Build a feature with Claude Code
In Tutorial 3 you built a feature by hand. Here you’ll build the same kind of feature by describing it — the Claude Code plugin does the scaffolding, writes the code and tests, wires it into the SPL and product, migrates, and verifies.
Table of contents
Prerequisites
- The Claude Code plugin installed — see Claude Code → Installation.
- A product to build into (e.g.
my_first_appfrom Tutorial 1) with the SPLENT CLI container running.
Step 1 — Describe what you want
You don’t type CLI commands. In Claude Code, just say what the feature is:
add a notes feature with title and body, owned by the user
Claude recognises this as SPLENT feature work and runs the feature skill. It
infers a name (splent_feature_notes), an archetype (full, because it has a
model), and that “owned by the user” means a foreign key to the auth user
table — so it depends on auth.
Step 2 — What Claude does
The skill drives the CLI end-to-end, writing real code at each step:
# scaffold the package
splent feature:create splent-io/splent_feature_notes --type full
# write idiomatic code (Claude does this, following the conventions):
# models.py Notes(id, title, body, user_id → user.id, created_at)
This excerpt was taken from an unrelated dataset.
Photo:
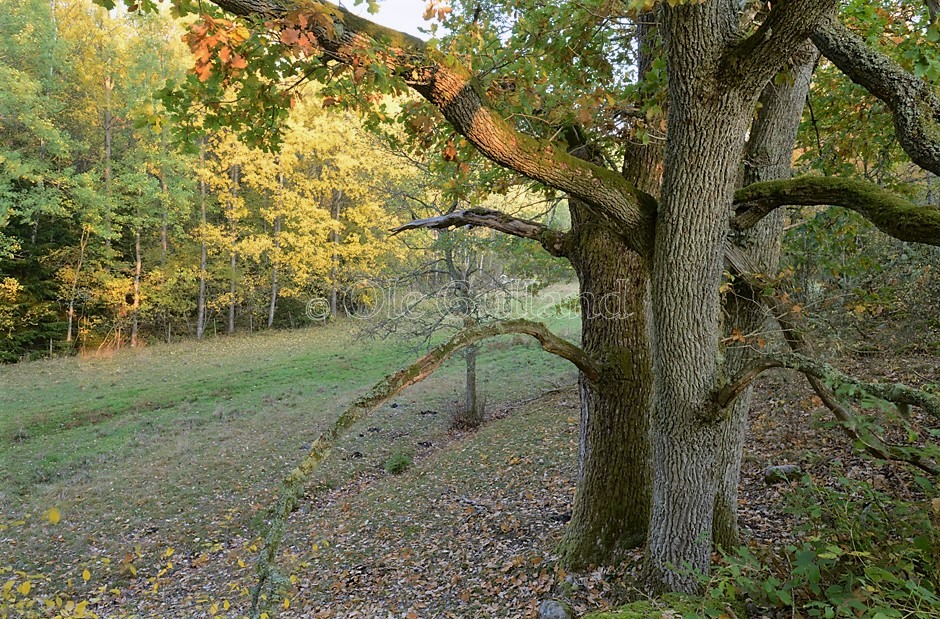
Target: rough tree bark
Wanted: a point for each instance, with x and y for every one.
(767, 157)
(611, 509)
# repositories.py list_for_user / get_for_user (BaseRepository)
# services.py create_for_user / list_for_user / delete_for_user (BaseService)
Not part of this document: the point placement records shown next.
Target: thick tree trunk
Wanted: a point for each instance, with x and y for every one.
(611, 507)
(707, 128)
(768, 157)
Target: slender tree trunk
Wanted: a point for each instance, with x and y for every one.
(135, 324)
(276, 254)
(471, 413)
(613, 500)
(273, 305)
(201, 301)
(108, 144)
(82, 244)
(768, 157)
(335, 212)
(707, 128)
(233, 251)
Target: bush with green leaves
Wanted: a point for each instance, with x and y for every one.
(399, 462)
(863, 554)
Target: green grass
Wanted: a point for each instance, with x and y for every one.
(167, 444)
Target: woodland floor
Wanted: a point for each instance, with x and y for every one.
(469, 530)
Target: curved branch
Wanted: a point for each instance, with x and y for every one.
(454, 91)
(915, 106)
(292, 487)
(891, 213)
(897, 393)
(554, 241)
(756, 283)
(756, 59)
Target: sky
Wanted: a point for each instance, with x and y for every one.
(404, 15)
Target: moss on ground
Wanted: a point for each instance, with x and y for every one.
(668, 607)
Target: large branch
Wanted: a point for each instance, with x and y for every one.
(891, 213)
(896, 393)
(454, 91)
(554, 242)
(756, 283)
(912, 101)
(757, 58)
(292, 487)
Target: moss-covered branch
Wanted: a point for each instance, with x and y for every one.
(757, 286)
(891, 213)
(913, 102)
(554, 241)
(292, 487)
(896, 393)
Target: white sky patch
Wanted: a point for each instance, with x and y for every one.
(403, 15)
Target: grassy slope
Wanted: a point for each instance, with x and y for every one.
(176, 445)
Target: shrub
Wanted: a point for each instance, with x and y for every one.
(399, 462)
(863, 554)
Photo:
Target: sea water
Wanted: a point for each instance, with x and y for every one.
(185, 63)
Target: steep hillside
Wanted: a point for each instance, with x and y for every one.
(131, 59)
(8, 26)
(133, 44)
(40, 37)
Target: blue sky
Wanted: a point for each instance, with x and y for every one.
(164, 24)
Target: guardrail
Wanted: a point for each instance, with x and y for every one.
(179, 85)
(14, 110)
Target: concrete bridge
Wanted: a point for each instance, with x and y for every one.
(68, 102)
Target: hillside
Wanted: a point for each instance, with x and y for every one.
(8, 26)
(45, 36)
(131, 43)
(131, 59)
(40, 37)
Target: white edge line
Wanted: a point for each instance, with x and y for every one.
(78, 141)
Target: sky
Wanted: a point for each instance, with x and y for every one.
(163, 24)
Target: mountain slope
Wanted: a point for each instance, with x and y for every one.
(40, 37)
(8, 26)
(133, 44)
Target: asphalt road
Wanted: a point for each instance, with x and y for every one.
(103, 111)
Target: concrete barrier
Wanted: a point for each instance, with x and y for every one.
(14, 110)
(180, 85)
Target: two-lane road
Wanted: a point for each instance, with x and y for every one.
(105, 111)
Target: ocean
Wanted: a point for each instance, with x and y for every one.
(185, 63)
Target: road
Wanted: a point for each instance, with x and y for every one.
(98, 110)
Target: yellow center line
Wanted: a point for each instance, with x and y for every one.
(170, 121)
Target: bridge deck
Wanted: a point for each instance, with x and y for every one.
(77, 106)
# routes.py @login_required /notes (resolved via service_proxy)
# forms.py, templates/notes/index.html, hooks.py (sidebar), seeders.py
# tests/unit, tests/integration, tests/functional
# infer the contract (run with a product selected)
splent feature:contract splent_feature_notes --write
# add to the SPL — dependency constraints are auto-detected
splent spl:add-feature sample_splent_spl splent_feature_notes # → notes => auth
# install into the product
splent product:select my_first_app
splent feature:add splent-io/splent_feature_notes
# migrate
splent db:migrate splent_feature_notes
splent db:upgrade
Claude follows two rules throughout: the CLI owns the mechanics (it never hand-edits pyproject feature lists, the
.uvlmodel, or migration tables), and you own the logic (models, services, routes, templates, tests).
Step 3 — Verify
splent feature:test splent_feature_notes
# unit ... 3 passed integration ... 2 passed functional ... 2 passed
splent feature:xray --validate # hooks/extension wiring OK
splent product:validate # UVL satisfiable, contracts compatible, imports OK
splent product:routes | grep notes
# /notes GET/POST splent_feature_notes notes.index
# /notes/<int:note_id>/delete POST splent_feature_notes notes.delete
Open the app, log in, and you’ll find a Notes link in the sidebar; /notes
lists the current user’s notes and lets them add and delete their own.
When the app won’t boot
If product:derive fails with ValueError: Unrecognized value for
SESSION_TYPE: null, the product has no session backend selected. Ask Claude:
/splent:doctor the app won't start, SESSION_TYPE is null
The doctor skill diagnoses it and adds a session feature
(splent_feature_session_filesystem or _redis) to the SPL and product, then
re-derives.
What you end up with
A complete, tested feature — splent_feature_notes — added to the SPL with a
notes => auth constraint, installed and migrated into your product, and
serving a login-protected /notes page. The same result as
Tutorial 3, reached by describing the feature instead of
writing every file.
Tips
- Prefer describing intent; the right skill (
feature,product,doctor) triggers automatically. See the Skills reference. - Review the diff like any change — Claude writes idiomatic SPLENT code, but it’s your feature.